The Recorded Objects memory views show that roughly 30 Mb of data have been allocated (not solely the first time through either). The same results can be seen by using jmap -heap to view the overall heap stats.

Comment 1 Richard Achmatowicz 2011-03-30 23:09:36 UTC
Attaching jProfiler screen dumps

Comment 2 Richard Achmatowicz 2011-03-30 23:09:36 UTC
Attachment: Added: onemeg-heapchange.gif
Attachment: Added: onemeg-referencedheapobjects.gif
Attachment: Added: onemeg-alloccalltree.gif
Attachment: Added: onemeg-allochotspot.gif


Comment 3 Richard Achmatowicz 2011-03-30 23:14:55 UTC
The screendumps taken during the exercise:

1. onemeg-heapchange.gif shows the recorded objects allocated during the put operation. The total allocated memory is 33 Mb.
2. onemeg-referencedheapobjects.gif shows the allocated objects after a garbage collection - most of the garbage has been collected and we can see the 1 Mb byte[] array
3. onemeg-alloccalltree.gif shows the methods doing the allocation of the recorded objects
4. onemeg-allochotspot.gif shows the stack traces of methods doing the byte[] allocations



Comment 4 Richard Achmatowicz 2011-03-30 23:17:05 UTC
32 Mb of overhead seems a bit OTT for handling 1 Mb of data. Could this be reduced?

This would help the data stress test results, whose heaps are under serious stress. 

Comment 5 Galder Zamarreño 2011-04-07 11:52:14 UTC
Richard, I'm investigating this...

Comment 6 Galder Zamarreño 2011-04-07 14:06:21 UTC
Richard, this is really interesting. It would appear as if to read the 1mb key, it ends up having to create 53 times a new byte[] of 1mb. This is easily reproducible in my machine; a similar test, when profiled, shows 5 allocations of 1mb byte[]. I'll get back to you when I know more about this...

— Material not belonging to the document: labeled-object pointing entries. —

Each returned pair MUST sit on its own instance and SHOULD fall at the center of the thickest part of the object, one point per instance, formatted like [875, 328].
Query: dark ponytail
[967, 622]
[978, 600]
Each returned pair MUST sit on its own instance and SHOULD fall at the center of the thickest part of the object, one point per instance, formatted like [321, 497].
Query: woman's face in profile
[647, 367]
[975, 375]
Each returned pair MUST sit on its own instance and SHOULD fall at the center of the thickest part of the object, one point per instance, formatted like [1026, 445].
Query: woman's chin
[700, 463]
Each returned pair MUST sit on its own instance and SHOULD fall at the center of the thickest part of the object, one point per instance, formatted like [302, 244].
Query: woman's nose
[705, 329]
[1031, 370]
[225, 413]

Comment 7 Galder Zamarreño 2011-04-07 14:15:41 UTC
Right, I think I know what the problem is. The netty decoder, as long as it has not received all the data, will carry on re-reading the header. So, I need to put some markers to make sure that if the key is read once, it's not read again all the time, since this generates all those garbage byte[]. The same needs to happen with value, which potentially could be big as well. I'll create a JIRA for this in Infinispan.

Comment 8 Galder Zamarreño 2011-04-07 14:16:10 UTC
Btw Richard, great catch! Fixing this is very important.

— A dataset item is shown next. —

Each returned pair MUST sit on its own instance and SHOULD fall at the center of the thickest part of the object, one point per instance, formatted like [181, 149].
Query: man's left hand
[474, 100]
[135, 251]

Comment 9 Galder Zamarreño 2011-04-07 14:20:47 UTC
Link: Added: This issue depends ISPN-1035


Comment 10 Richard Achmatowicz 2011-04-11 10:24:55 UTC
OK, that's great. The data stress tests showed really poor throughput (time in app / time in app + GC) I tried to find out where all the garbage was coming from. Hope this fixes the problems with those tests.


Comment 11 Galder Zamarreño 2011-04-11 14:13:08 UTC
Richard, I've verified it and it will fix it :) - I'm tidying up the code now, it required some decent restructuring in the decoding.

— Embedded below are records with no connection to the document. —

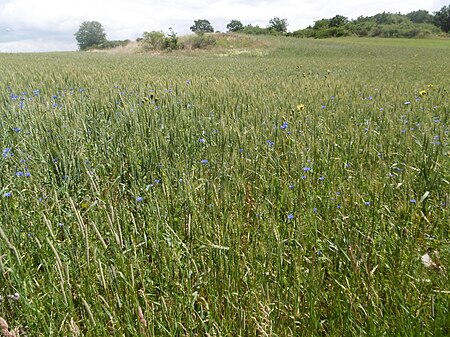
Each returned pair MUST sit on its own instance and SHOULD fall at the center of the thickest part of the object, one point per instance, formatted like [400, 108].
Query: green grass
[208, 212]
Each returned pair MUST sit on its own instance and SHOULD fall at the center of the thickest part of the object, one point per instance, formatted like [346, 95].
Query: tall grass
[286, 194]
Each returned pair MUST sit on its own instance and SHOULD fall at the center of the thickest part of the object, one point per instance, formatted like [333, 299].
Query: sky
[50, 25]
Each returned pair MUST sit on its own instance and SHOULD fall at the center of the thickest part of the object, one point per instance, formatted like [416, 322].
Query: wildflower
[7, 152]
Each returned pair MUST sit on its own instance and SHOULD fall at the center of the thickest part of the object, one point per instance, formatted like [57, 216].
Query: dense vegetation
[296, 189]
[380, 25]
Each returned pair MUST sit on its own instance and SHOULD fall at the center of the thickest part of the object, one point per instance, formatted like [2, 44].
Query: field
[295, 188]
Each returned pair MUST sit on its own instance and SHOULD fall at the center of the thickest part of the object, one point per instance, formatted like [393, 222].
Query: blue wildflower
[7, 152]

Comment 12 Richard Achmatowicz 2011-04-11 14:15:17 UTC
Wonderful. Let me know when I can grab a snapshot containing the changes and i'll give it a whirl.


Comment 13 Galder Zamarreño 2011-04-12 07:11:19 UTC
Hey Richard, I've just uploaded a snapshot taken from my 4.2.x branch of the ISPN-1035 issue. The id of the snapshot is: infinispan-4.2.1-20110412.064620-20

Give it a go and let's see if it makes a difference :)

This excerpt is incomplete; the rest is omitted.